Raucous v. Illinois - Constitutional Standing

Horton v. California (1990) - The Plain View Doctrine

Situation

  • Police suspected Terry Brice Horton of an armed robbery and obtained probable cause to search his home for the stolen property and the robbers’ weapons. * However, the search warrant issued by the magistrate only authorized a search for the stolen proceeds, not the weapons.
  • During the authorized search, officers did not find the stolen property but discovered the weapons in plain view and seized them

Ruling

  1. lawful presence: the officer must be constitutionally allowed to stand in the exact spot they are standing whey they see the item.
  2. lawful right of access: they must have legal path to physically reach the object
  3. immediately apparent: the incriminating character of the object must be immediately apparent.
    • it means the officer must have probable cause to believe the item is contraband or evidence of a crime just by looking at it without conducting any further physical manipulation or search.
    • BH: remember Breaking Bad - “How could you have known that they (the bullet holes) were there before you took off the tape?

Review

  • Step 1: Is it the
    • government or
    • private citizen acting as a directed agent?
  • Step 2: Was there
    • a physical trespass onto a protected effect to gather info under United States v. Jones
    • or a violation of a subjective expectation of privacy that is objectively reasonable under Katz v. United States (The phone booth case)
  • Step 3: Did the search fall into categorical public exception?
    • did they abandoned the property on the public curb like California v. Greenwood? (The trash case)
    • was it in a open field like California v. Greenwood or within the protected curtilage like Florida v. Jardines?
    • did they voluntarily share the data with a third party like United States v. Miller or Smith v.
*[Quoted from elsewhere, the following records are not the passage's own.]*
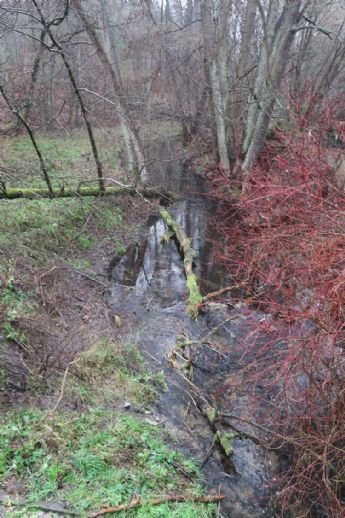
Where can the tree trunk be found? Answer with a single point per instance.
(131, 139)
(273, 60)
(215, 74)
(243, 76)
(47, 28)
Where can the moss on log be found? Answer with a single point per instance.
(194, 295)
(12, 193)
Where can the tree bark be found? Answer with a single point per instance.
(215, 45)
(11, 193)
(76, 91)
(273, 60)
(131, 139)
(21, 118)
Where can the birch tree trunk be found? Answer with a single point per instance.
(133, 146)
(243, 75)
(215, 56)
(272, 63)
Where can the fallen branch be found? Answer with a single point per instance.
(11, 193)
(194, 297)
(137, 502)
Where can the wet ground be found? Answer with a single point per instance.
(148, 293)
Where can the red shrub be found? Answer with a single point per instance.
(288, 245)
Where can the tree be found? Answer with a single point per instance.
(133, 146)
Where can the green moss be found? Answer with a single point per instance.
(195, 297)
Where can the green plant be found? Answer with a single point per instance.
(109, 371)
(64, 455)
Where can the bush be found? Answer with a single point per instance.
(288, 248)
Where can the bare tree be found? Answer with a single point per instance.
(272, 63)
(134, 150)
(215, 16)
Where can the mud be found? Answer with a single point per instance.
(148, 292)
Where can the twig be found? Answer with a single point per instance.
(137, 502)
(62, 387)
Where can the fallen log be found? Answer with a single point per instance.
(11, 193)
(137, 502)
(194, 295)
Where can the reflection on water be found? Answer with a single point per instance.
(148, 292)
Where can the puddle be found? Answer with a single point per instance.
(148, 292)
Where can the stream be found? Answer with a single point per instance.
(148, 292)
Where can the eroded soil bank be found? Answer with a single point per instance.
(87, 303)
(148, 294)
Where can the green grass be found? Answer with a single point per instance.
(68, 158)
(110, 371)
(46, 225)
(95, 459)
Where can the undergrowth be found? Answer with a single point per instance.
(94, 459)
(284, 242)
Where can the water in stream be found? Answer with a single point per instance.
(149, 293)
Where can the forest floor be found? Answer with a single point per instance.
(76, 425)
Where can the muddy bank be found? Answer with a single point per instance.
(148, 293)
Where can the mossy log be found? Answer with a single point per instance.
(12, 193)
(194, 295)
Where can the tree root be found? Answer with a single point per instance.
(188, 253)
(137, 502)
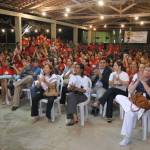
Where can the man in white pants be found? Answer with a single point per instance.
(141, 84)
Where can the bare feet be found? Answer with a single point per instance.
(35, 119)
(96, 104)
(48, 120)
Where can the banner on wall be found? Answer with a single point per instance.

Maryland?
  • Step 4:If a person’s liberty is restricted, pinpoint the exact moment of the seizure
    • Apply the Mendenhall Free to leave test, but
    • if they are running, apply Hodari D -> there is no seizure until the physical force is applied or they actively submit to authority.
  • Step 5: Does this specific defendant have a personal substantive standing to complain about it?
    • Were they an overnight guest with a recognized privacy interest
    • or a casual afternoon visitor who gets no constitutional protection?